I didn’t allow my face to flicker. “Even if that were true, what’s to stop me from slitting you open right now?”

“My value has shot up since I killed the Animal. I’m set to take the Butcher’s place in the next fight.”

“Your head must be all kinds of fucked if you think I care how much money is riding on you.” It was true that I’d get in trouble for killing a valuable gladiator outside of a scheduled fight. Maybe take some beatings, get thrown in the isolation dungeon, yawn. Like I wasn’t already numb to all the punishments of this place.

“And I want to help!”

The Hunter’s last statement was made on a desperate rasp. I didn’t realize I’d pressed my knife in a fraction deeper until I saw he was on his toes, trembling as he fought to keep the kiss of sharpness away.

I pulled my blade back by a hair’s width, using my peripheral vision to make sure no pitmasters would interrupt us. “Help with what?”

“Revolt. Escape. Getting free and telling these assholes where to shove it.”

Only then did I fully pull my knife away, partially out of shock, but mostly out of pity for the delusional bastard. This kid didn’t need me to kill him. If he was being serious, he’d do that all on his own.

The Hunter doubled over, taking his first deep breaths in probably a full minute while he pressed a hand to his throat to stem the bleeding.

“What the fuck are you talking about? Actually, no, don’t tell me.” I held a palm out to him as I turned to face my targets again. “I don’t want to be part of this stupid idea or know why you’d want to get the Butcher involved.”
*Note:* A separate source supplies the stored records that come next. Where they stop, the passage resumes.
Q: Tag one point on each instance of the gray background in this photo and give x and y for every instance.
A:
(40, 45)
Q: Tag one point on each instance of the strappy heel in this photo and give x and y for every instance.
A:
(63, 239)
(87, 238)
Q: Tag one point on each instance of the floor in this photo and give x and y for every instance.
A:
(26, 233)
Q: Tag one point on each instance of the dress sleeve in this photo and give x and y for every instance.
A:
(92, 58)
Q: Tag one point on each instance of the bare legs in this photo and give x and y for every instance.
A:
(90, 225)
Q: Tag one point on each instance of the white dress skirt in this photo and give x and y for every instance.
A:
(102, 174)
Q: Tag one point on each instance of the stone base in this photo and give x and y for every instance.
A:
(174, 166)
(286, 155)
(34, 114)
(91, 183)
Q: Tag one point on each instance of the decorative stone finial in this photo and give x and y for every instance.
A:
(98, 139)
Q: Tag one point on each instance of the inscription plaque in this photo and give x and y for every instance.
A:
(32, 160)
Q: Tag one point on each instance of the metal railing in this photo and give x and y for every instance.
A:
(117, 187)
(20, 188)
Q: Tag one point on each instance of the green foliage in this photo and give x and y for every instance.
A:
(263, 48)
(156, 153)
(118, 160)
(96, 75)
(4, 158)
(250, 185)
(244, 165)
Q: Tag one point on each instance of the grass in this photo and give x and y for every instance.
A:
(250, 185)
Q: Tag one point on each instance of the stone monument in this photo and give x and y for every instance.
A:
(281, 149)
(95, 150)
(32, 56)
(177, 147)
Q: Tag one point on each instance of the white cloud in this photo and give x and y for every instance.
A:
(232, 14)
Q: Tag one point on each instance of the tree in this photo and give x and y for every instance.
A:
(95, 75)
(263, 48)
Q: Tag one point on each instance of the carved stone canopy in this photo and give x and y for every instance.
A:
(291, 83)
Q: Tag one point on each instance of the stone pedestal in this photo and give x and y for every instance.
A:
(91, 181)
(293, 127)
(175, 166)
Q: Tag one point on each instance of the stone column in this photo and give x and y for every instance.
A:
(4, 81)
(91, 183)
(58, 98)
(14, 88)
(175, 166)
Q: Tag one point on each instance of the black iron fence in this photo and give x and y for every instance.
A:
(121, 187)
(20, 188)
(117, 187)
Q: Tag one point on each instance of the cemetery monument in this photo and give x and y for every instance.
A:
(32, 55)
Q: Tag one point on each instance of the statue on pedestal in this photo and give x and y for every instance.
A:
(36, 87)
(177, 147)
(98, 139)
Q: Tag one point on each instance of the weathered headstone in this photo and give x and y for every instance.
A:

“I think he’s already involved,” the Hunter wheezed. “Something’s going to happen, or is happening already. We need to be ready.”

“You’re a new gladiator, so I’ll make it clear for you.” I started flipping a knife again, warming up my wrist. “There is nowein this place. The moment you start teaming up with people, making friends, they’ll be sure to ruin that by throwing you all in the pit until only one of you survives. That was why you and your three buddies got sent out to fight together. You want to watch another friend you’ve murdered die in your arms?”

There was silence behind me for a while, enough for me to sink three knives into the bullseyes of three separate targets.

“No,” came the quiet answer behind me. “I don’t want to murder anyone. I want out of here.”

“Thenyouwill be murdered. Those are your only choices.” I spared a glance at him over my shoulder and actually felt a drop of sympathy for the guy. He was just in shock. Santos and I called it BGS— Baby Gladiator Syndrome. Sometimes the new fighters were in denial, unable to accept their new reality at first. They were desperate for a way out that wasn’t as a corpse.